How to get speed of light with ncu-cli

Hi,

My aim is to collect the details about memory-bandwidth utilization and compute-core utilization of TGI server.

since SpeedOfLight section collects the same, i went with

ncu --replay-mode application -o  profile --launch-skip 900 --section SpeedOfLight --metrics gpu__time_duration.sum --target-processes-filter regex:text-generation-server  text-generation-launcher

the above was very much slow and i ran it very long and managed to collect 3GB of ncu-rep file. But when loading in UI due to RAM constraint(exceeding 32GB to load a 3GB report file), im not to view it, even after adding adding swap constantly getting not-responding state.

so i tried to check other alternate,

ncu --import profile.ncu-rep --print-fp true --print-details all --section section --csv
but not able to get the report, getting errors(attached image)

Please let me know of any mistakes i made/ how can i get the report with ncu-cli

Im using ubuntu 23.04

Hi, @harikrishna

Sorry for the issue you met. As in the screenshot, it shows the required metric XXX could not be found.

Can you use --metrics to collect those metrics and see what error reported ?
Also in order to reduce the report size, can you use -c option in the command line also ?

I added --metrics and -c still getting same report i.e metrics values are not there and the no. of lines in the output file also not not reduced… it is still same with and without using -c

full command which i used:
ncu --import profile.ncu-rep --print-fp true --print-details all --section section --csv --metrics -c

the error im getting is:

    ERR   Required metric sm__throughput.avg.pct_of_peak_sustained_elapsed could not be found.         
    ----- --------------------------------------------------------------------------------------------------------------
    ERR   Required metric gpu__compute_memory_throughput.avg.pct_of_peak_sustained_elapsed could not be found.         
    ----- --------------------------------------------------------------------------------------------------------------
    ERR   Rule Bottleneck returned an error: Some required metrics are missing; aborted rule execution.         
    ----- --------------------------------------------------------------------------------------------------------------
    ERR   <built-in function raise_exception> returned a result with an exception set         
          /root/Documents/NVIDIA Nsight Compute/2023.3.0/Sections/SpeedOfLight.py:90         
          /opt/nvidia/hpc_sdk/Linux_x86_64/23.11/profilers/Nsight_Compute/target/linux-desktop-glibc_2_11_3-x64/../../se
          ctions/RequestedMetrics.py:231         
          /opt/nvidia/hpc_sdk/Linux_x86_64/23.11/profilers/Nsight_Compute/target/linux-desktop-glibc_2_11_3-x64/../../se
          ctions/NvRules.py:2834         

i see… above two metrics are required ones… i will try collecting without adding --metrics.

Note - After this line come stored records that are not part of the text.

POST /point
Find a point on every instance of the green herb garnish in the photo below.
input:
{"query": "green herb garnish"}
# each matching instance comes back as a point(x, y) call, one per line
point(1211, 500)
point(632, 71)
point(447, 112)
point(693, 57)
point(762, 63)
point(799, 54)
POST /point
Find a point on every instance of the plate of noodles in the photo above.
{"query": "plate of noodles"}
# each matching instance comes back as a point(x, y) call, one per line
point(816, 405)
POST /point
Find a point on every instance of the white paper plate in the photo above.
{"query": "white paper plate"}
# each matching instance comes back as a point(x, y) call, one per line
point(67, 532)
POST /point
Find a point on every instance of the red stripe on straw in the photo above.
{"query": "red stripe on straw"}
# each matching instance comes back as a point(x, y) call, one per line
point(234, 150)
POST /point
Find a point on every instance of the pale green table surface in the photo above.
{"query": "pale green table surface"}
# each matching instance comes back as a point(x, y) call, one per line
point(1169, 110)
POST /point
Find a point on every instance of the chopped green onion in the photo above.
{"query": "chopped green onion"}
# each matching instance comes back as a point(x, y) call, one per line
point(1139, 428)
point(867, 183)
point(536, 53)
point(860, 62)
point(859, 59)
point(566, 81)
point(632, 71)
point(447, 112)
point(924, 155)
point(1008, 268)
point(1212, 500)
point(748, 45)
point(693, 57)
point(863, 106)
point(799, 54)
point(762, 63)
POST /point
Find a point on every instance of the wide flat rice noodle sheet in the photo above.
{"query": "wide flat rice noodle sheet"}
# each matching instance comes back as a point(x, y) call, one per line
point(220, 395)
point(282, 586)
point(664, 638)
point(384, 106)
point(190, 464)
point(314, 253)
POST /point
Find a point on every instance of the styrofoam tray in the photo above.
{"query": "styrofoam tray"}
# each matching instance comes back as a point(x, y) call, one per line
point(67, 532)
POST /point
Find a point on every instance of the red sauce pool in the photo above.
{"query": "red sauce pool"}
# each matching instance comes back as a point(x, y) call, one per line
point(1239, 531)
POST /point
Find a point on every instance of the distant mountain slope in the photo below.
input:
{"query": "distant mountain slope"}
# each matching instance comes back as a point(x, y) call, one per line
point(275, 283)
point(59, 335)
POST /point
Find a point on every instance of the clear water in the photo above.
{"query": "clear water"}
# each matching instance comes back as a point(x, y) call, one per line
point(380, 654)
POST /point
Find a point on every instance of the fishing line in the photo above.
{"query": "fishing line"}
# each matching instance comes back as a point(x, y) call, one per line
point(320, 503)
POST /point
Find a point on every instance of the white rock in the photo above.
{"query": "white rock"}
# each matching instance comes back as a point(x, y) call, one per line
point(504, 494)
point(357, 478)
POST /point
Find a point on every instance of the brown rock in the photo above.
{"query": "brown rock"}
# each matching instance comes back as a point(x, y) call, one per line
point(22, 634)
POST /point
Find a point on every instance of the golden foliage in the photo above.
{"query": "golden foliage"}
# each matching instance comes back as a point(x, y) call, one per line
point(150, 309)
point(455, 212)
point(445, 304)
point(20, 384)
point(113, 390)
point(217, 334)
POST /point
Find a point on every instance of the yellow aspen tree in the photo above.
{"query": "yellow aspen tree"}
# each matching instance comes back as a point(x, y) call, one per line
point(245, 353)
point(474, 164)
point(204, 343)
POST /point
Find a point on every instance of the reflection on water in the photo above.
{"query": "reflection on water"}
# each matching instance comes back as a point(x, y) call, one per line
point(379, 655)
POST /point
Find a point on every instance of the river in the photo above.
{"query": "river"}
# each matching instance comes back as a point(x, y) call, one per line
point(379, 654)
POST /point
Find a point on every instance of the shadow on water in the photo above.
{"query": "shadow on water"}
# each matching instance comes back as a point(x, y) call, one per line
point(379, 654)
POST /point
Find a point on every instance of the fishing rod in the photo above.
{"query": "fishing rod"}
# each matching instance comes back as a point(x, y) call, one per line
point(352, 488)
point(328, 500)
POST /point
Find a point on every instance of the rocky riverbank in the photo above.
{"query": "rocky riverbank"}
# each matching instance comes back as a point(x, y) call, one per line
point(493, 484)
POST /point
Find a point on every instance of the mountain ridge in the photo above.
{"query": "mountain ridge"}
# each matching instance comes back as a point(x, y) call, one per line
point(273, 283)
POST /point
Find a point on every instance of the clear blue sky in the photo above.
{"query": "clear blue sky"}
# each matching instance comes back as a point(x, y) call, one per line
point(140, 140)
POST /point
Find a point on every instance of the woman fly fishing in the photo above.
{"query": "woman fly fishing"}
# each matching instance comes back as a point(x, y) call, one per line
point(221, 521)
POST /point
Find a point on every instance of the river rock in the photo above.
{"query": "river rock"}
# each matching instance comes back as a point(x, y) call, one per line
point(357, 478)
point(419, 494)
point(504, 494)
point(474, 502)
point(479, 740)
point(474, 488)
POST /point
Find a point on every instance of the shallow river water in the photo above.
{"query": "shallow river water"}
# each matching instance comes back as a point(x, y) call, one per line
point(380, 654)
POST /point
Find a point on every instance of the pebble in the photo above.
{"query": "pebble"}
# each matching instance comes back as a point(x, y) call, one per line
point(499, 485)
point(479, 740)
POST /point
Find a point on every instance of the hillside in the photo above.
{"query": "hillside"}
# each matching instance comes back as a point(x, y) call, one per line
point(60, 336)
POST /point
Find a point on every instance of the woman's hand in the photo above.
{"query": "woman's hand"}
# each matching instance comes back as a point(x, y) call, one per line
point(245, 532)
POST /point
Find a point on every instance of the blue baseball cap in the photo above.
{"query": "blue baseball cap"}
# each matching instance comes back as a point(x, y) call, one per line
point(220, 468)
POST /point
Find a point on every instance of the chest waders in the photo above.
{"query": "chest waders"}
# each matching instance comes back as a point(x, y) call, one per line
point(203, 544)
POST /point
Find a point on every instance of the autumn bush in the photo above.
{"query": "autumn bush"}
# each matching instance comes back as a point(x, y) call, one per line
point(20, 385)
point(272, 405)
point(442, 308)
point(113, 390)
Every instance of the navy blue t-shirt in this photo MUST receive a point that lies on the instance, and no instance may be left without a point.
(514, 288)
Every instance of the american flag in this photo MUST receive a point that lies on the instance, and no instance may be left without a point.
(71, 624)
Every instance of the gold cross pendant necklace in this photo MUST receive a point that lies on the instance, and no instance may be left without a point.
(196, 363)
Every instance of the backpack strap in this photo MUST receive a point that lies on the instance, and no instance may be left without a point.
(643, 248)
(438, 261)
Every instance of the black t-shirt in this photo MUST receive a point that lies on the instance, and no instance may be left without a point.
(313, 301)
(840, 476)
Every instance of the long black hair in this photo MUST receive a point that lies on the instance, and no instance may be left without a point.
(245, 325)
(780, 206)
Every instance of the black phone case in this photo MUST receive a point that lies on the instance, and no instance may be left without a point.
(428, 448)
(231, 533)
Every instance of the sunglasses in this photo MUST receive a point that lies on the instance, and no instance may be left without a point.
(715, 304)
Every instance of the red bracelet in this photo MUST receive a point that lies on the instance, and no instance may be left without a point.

ncu --replay-mode application -o profile --launch-skip 900 --section SpeedOfLight --target-processes-filter regex:text-generation-server text-generation-launcher
Let me know if anything can be optimized in collecting, i need to SpeedOfLight only.

Thanks for your input.

Hi, @harikrishna

Are you using Nsight Compute from HPC_SDK ?

Hi @veraj
Yes, using from HPC_SDK only.

i’m running ncu inside docker
/opt/nvidia/hpc_sdk/Linux_x86_64/23.11/compilers/bin/ncu this is my ncu path in docker

Good to know.

Can you execute below 2 command line to see what happens

ncu --query-metrics --query-metrics-mode all | grep sm__throughput.avg.pct_of_peak_sustained_elapsed

ncu --query-metrics --query-metrics-mode all | grep gpu__compute_memory_throughput.avg.pct_of_peak_sustained_elapsed

Also to avoid the error, you can use “ncu --section SpeedOfLight --apply-rules no ${Your_Sample}”

I’m sorry,
but
ncu --query-metrics --query-metrics-mode is not working with --import option

output:
==ERROR== Invalid option --query-metrics specified for --mode import

I mean you just execute the command line I gave. You don’t have to add other options.